After defining the decoder function, the script shifts into its main payload logic. It initializes a large base64 blob containing an embedded .NET assembly, decodes and Gzip decompresses it, then loads the resulting binary directly into memory using System.Reflection.Assembly::Load. Once the assembly is in place, the script identifies its Main method and invokes it via reflection, bringing a compact .NET component into the process. That assembly acts as a helper runtime for later stages, providing utilities such as dynamic assembly loading and method invocation for later stages.
Decoding and loading the embedded .NET assembly directly into memory.
With the .NET helper assembly loaded, the script moves on to generating the next set of Command and Control (C2) domains. Using the same DGA pattern described earlier, it creates ten candidate domains by selecting fifteen characters from a lowercase alphanumeric alphabet and appending the .top TLD. This produces the week’s full pool of potential endpoints; all derived from the shared seed logic already discussed. Rather than embedding any static infrastructure in the script, the loader relies on this rotating domain list as its discovery mechanism, testing each domain in sequence until one returns the follow-on payload just as it did in the last stage.
Deterministic weekly DGA routine generating ten fifteen-character .top domains.
With the domain list ready, the loader shifts to building the parameters for its C2 requests. It pulls the local hostname from $env:COMPUTERNAME and generates a six-digit identifier unique to the host, both of which are included in the query string to support tracking and triage on the operator’s side. For each generated domain, the script formats a request to the /st2 path, inserting the campaign’s static GUID along with the hostname and host key. Before entering the loop, it also creates the alias printconsole, which is simply a renamed Invoke-Expression call that will be used to execute whatever the C2 server returns.
The loader cycles through the ten generated domains, sending a curl request to each in sequence. The first domain that returns a valid response immediately has its content passed into printconsole, executing the payload directly within the current PowerShell process. Once a payload runs successfully, the loop stops and control moves forward into the newly delivered stage.
C2 request loop that builds DGA URLs and executes the first valid server reply.
This final lookup loop is the true handoff point in the chain.

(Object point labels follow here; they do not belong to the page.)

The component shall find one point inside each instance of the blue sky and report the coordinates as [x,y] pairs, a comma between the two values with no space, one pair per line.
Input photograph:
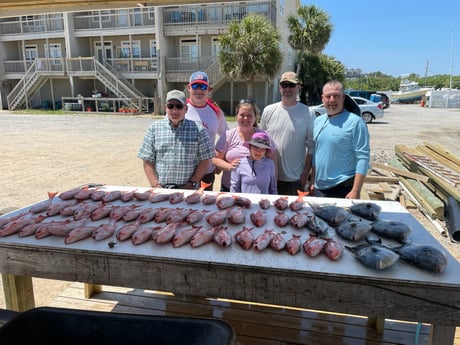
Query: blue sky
[395,36]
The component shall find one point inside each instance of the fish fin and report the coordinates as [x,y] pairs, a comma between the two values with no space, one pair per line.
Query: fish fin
[51,195]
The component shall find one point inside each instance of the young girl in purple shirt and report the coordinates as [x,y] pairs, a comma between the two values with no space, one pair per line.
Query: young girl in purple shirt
[256,172]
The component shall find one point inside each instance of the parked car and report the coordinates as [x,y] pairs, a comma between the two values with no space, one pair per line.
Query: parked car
[370,111]
[371,95]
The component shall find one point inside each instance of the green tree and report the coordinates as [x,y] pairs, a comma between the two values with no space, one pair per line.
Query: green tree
[316,70]
[250,48]
[310,31]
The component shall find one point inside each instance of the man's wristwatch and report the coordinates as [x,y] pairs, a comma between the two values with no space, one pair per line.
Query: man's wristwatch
[193,183]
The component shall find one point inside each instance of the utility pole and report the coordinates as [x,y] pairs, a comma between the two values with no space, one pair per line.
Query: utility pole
[426,71]
[452,59]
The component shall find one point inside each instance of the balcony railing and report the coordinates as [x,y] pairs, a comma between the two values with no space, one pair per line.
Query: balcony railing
[134,65]
[41,24]
[181,65]
[218,14]
[115,19]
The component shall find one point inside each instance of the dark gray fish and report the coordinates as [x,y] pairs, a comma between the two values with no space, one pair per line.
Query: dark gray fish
[392,229]
[353,230]
[332,214]
[423,256]
[318,225]
[374,256]
[367,210]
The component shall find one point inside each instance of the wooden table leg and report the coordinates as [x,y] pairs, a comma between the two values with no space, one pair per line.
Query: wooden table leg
[19,292]
[376,322]
[442,335]
[90,289]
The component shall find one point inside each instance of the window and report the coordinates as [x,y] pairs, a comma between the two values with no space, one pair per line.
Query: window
[215,46]
[188,49]
[153,48]
[130,49]
[30,52]
[104,14]
[53,50]
[27,18]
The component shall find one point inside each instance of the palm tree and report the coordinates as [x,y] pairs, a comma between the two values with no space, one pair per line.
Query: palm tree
[250,48]
[315,72]
[310,31]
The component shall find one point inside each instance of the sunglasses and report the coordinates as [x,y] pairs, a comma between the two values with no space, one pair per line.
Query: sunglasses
[260,141]
[178,106]
[199,86]
[288,85]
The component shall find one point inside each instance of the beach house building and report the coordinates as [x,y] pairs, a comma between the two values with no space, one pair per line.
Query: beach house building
[128,58]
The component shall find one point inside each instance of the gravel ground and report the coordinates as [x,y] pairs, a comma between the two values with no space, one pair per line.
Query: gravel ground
[41,153]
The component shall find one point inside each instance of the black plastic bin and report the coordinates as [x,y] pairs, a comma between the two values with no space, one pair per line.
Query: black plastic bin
[47,325]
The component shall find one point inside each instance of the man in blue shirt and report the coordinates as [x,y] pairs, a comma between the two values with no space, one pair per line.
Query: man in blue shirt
[176,152]
[342,147]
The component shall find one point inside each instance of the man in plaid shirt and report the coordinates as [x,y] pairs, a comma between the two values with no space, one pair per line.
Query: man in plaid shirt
[176,152]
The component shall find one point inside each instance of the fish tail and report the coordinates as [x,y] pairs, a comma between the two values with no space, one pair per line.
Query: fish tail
[51,195]
[302,194]
[204,185]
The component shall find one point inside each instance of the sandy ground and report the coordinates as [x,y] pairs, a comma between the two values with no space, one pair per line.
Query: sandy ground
[41,153]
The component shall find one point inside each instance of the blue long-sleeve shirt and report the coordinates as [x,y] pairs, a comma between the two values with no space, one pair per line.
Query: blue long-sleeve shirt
[342,148]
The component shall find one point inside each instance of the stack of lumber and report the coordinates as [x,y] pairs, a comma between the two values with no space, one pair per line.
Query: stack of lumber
[428,176]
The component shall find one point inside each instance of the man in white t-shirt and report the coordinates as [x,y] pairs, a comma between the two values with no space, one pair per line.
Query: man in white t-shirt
[203,110]
[290,124]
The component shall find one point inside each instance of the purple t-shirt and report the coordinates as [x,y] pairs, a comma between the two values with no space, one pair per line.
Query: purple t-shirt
[254,176]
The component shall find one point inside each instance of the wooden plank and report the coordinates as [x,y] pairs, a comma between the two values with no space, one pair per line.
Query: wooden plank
[427,199]
[254,324]
[440,187]
[378,179]
[19,292]
[91,289]
[443,154]
[401,172]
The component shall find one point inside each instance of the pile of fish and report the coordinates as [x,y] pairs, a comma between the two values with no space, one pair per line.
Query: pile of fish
[223,218]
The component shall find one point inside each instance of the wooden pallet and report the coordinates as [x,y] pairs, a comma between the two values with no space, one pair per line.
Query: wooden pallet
[254,324]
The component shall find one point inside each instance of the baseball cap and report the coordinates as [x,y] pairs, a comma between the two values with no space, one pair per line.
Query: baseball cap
[199,78]
[177,95]
[289,77]
[259,139]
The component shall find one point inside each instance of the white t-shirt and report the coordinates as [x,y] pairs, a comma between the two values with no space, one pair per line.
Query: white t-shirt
[291,128]
[215,124]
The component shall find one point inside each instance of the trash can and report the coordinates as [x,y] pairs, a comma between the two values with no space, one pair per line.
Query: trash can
[47,325]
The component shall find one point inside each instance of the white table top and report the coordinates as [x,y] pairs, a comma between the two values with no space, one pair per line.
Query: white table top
[347,265]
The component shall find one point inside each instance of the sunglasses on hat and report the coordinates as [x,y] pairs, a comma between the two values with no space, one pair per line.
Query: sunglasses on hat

By executing whatever the server returns, the loader gives the operator full control over the final payload at run time instead of baking anything into the script or the embedded assembly. Everything leading up to this moment is simply deterministic staging meant to reach an active domain and wait for instructions. Whichever domain responds first becomes the delivery channel for whatever tasking or malware the operator chooses to supply next.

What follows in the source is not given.